Looped Transformers for Reasoning
🔗 Source: arXiv
REASONING WITH LATENT THOUGHTS: ON THE POWER OF LOOPED TRANSFORMERS
🚀 Technical Novelty
- Mechanism: Introduces a weight-sharing looping mechanism where a k-layer transformer block is iteratively applied L times, creating an effective depth of kL while retaining only k-layer parameters. Also proposes a layer-similarity regularization to amplify this inductive bias during training.
- Nuance: Decouples architectural depth from parameter count, contrasting with standard scaling laws that tie depth to model size. Unlike Chain-of-Thought which expands tokens at inference, looped models perform iterative computation internally via shared weights during the forward pass.
💡 Yield
- Looping matches or exceeds iso-FLOP non-looped baselines on synthetic and downstream reasoning tasks despite using L× fewer parameters.
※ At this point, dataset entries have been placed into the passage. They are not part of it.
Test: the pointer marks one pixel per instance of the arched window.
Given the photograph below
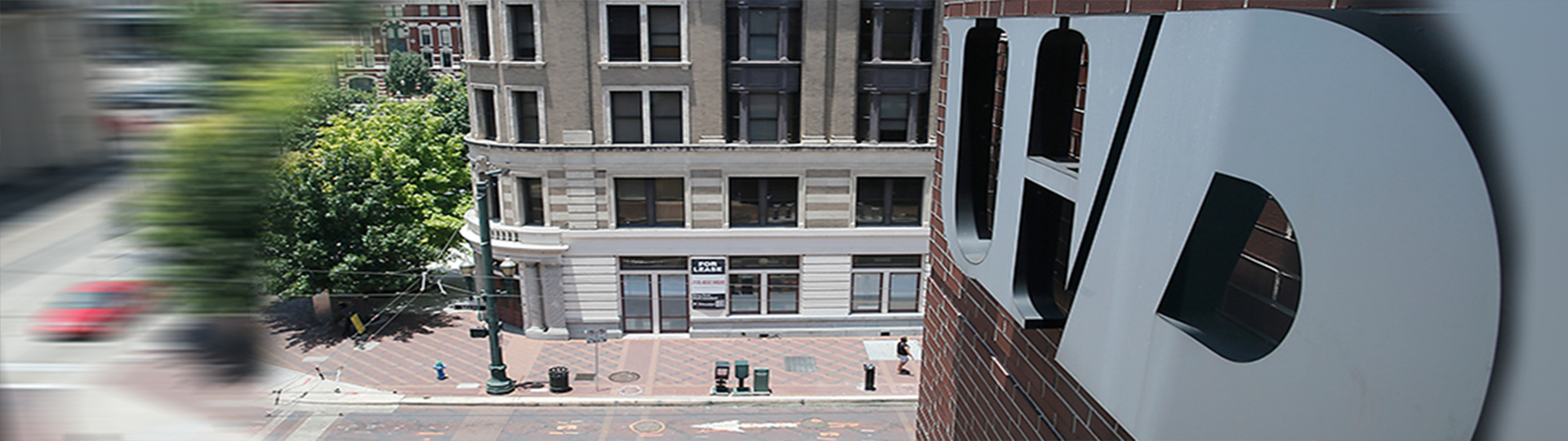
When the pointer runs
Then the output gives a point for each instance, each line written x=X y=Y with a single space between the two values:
x=980 y=127
x=1239 y=278
x=1056 y=126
- Theoretical proofs demonstrate looped transformers can simulate iterative algorithms, solve p-hop induction with O(log p) loops, and formally simulate multi-step Chain-of-Thought reasoning via masking and token decoding.
- Downstream accuracy scales logarithmically with effective depth (loops), revealing a strong inductive bias toward compositional reasoning over memorization.
⚠️ Limitations
- Evaluated primarily on synthetic procedural tasks; generalization to complex real-world, multimodal, or common-sense reasoning remains unverified.
- Suffers from higher perplexity compared to parameter-matched baselines due to the inherent trade-off between depth and model capacity.
- Lacks a formalized, unified definition of “reasoning,” limiting direct comparison across diverse cognitive benchmarks and leaving broader architectural implications open for future work.